Vipera latastei ebusitana Temporal range: Pleistocene-Holocene, 0.774–0.004 Ma PreꞒ Ꞓ O S D C P T J K Pg N ↓
- Conservation status: Extinct (2000 BC) (IUCN 3.1)

Scientific classification
- Domain: Eukaryota
- Kingdom: Animalia
- Phylum: Chordata
- Class: Reptilia
- Order: Squamata
- Suborder: Serpentes
- Family: Viperidae
- Genus: Vipera
- Species: V. latastei
- Subspecies: †V. l. ebusitana
- Trinomial name: †Vipera latastei ebusitana Torres-Roig et al., 2020

= Vipera latastei ebusitana =

Extinct subspecies of snake

Vipera latastei ebusitana was a viper subspecies native to Ibiza, Spain that is now extinct. It was a subspecies of the Lataste's viper (Vipera latastei) and was a dwarf taxon resulting from insular evolutionary processes. Like all other vipers, it was venomous.

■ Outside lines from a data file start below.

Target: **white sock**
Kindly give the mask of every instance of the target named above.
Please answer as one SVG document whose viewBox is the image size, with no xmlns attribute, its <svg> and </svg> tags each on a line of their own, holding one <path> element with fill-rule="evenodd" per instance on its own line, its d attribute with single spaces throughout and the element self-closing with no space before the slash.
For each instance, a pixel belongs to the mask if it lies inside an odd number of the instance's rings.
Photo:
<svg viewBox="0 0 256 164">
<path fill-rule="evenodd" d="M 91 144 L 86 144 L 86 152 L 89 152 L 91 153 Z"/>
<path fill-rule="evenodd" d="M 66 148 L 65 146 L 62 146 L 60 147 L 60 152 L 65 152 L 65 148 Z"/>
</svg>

Phylogenetic analysis indicates that the dispersal of the ancestors of V. l. ebusitana to Ibiza, most probably from a north-east Iberian population, occurred via overwater colonization around 1.5 million years ago, well after the Messinian Salinity Crisis of the Late Miocene (5.97–5.333 Mya) when land bridges allowed terrestrial colonization of the Balearic Islands by mainland faunas. The oldest specimens of this subspecies dates to the Middle Pleistocene (774ka-129ka) The complete genome of this species, that helped scientists to identify that it was a new subspecies, is based on a specimen that dates to around 16,130 BC ± 45 years. V. l. ebusitana went extinct around 4000 years ago, shortly after the first humans had arrived to Ibiza.